平行棒屈膝インバーテッドロウは初心者に向いていますか?
はい、自体重でのプルトレーニングの最良の入り口のひとつです。それでも難しい場合は、足をバーの下に近づけて体をより立て、負荷を軽くしましょう。
平行棒屈膝インバーテッドロウをより難しくするには?
足を前に出して体をより水平にする、ベンチに足を載せる、下ろす動作をゆっくりにする、胸がバーに付く位置でポーズを入れる、といった方法があります。最終的には脚を伸ばしたインバーテッドロウへ進めます。
この種目にはどんな器具が必要ですか?
ディップスタンドや専用の平行棒スタンドなど、安定した平行棒があれば十分です。体重をかけたときに倒れたり滑ったりしないことを、ぶら下がる前に必ず確認してください。
トップで胸はバーに触れるべきですか?
胸をバーに付けるか、そのすぐ手前まで持ってくることを目標にしましょう。そうすることで広背筋と上背部のフルレンジが確保されます。毎回手前で止まるようなら、足をバーの下に寄せて難易度を下げてください。

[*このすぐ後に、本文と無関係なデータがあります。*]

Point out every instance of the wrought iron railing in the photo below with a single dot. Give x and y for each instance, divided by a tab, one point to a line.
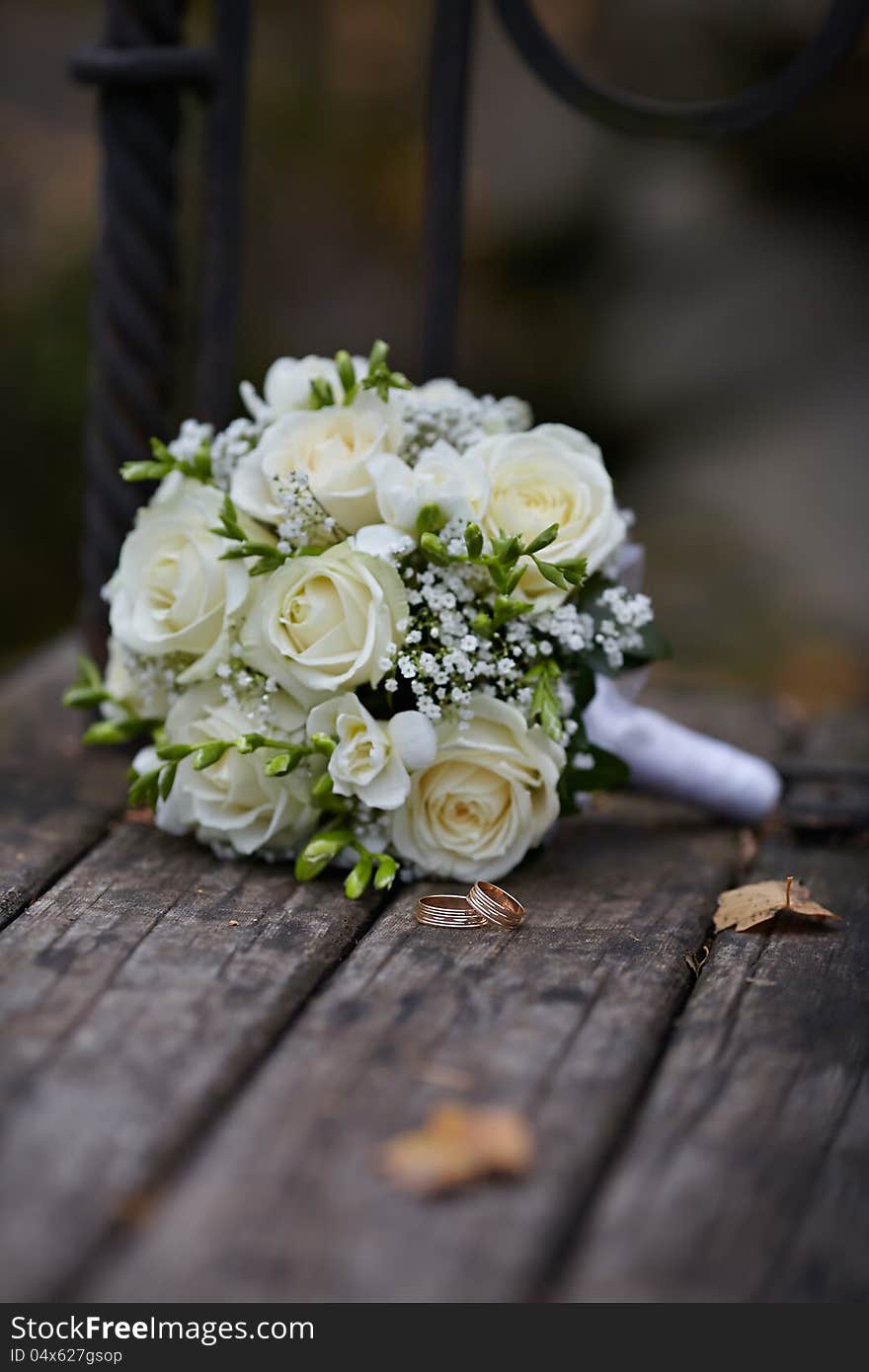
141	67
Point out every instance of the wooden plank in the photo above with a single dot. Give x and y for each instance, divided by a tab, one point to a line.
563	1020
56	798
134	996
743	1178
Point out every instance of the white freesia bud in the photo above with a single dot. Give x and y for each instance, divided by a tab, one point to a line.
456	483
333	447
372	760
320	625
382	541
287	384
171	591
488	798
232	801
551	475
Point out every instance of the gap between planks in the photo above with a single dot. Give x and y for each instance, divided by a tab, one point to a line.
112	1168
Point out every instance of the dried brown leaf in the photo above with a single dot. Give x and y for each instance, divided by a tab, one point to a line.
749	906
459	1144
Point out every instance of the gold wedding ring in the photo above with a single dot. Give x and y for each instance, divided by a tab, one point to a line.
497	906
447	913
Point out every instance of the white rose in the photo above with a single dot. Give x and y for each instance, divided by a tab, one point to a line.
551	475
320	625
456	483
382	541
488	798
287	384
232	801
333	447
171	591
372	760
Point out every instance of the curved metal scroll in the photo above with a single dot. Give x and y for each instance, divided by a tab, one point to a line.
693	118
616	109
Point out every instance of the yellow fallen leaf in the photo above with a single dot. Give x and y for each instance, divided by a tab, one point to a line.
457	1144
749	906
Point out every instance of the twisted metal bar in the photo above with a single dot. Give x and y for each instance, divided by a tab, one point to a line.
445	144
133	327
221	249
622	110
696	118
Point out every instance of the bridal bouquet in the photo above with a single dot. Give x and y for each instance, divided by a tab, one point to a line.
362	625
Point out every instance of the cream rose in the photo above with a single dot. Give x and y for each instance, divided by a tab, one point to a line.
382	541
171	591
456	483
287	384
551	475
372	760
322	625
488	798
331	446
234	801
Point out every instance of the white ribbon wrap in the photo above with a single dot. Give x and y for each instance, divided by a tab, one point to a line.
668	757
672	760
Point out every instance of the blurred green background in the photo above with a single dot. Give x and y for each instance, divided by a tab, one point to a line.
699	309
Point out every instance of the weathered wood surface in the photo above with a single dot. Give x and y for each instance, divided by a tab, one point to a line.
745	1175
191	1107
130	1007
56	799
563	1020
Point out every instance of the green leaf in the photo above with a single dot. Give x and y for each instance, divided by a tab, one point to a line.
210	753
507	549
229	526
146	471
434	549
200	467
322	789
319	852
574	572
541	541
173	752
430	520
474	539
322	393
358	877
545	706
347	373
552	573
117	730
283	763
250	742
386	873
280	764
144	789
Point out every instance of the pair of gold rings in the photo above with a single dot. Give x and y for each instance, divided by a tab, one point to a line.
484	904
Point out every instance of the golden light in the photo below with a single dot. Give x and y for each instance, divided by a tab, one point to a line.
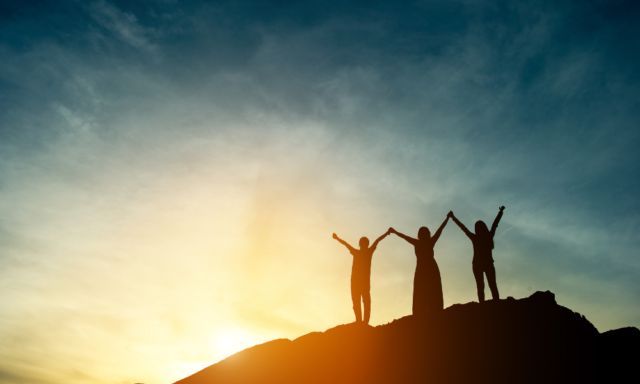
233	340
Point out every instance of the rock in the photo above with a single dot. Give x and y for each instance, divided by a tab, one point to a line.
530	340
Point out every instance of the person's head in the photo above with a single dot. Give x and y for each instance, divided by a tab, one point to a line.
424	233
481	228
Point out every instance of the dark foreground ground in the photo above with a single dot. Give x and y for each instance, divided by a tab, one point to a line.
532	340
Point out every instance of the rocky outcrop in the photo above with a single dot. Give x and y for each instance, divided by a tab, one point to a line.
532	340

このローイング中に背中より先に上腕二頭筋が疲れるのはなぜですか?
肘を下後方へ引かずに腕だけで引いていることが多いサインです。肘でリードし、肩甲骨を寄せることを意識して、広背筋と上背部に多くの仕事をさせましょう。
平行棒がなくても代わりの種目はありますか?
ラック内の低いバーベル、しっかりした支柱に置いたバー、机の縁でも同じパターンが行えます。まっすぐなバーの下でも膝を曲げて足をフラットにつければ、同じ軽減された負荷を再現できます。
平行棒屈膝インバーテッドロウ中の呼吸はどうすればいいですか?
胸をバーに向かって引き上げるときに吐き、ぶら下がりの姿勢に戻るときに吸います。リズムを一定に保ち、セット中に息を止めないようにしてください。
何レップ・何セット行えばいいですか?
まずは6〜12レップを3セットから始め、体の一直線を保てなくなったり胸をバーまでしっかり持っていけなくなった時点で終了します。屈膝バージョンが楽になってきたら、回数を際限なく増やすのではなく、難易度を上げて進歩させましょう。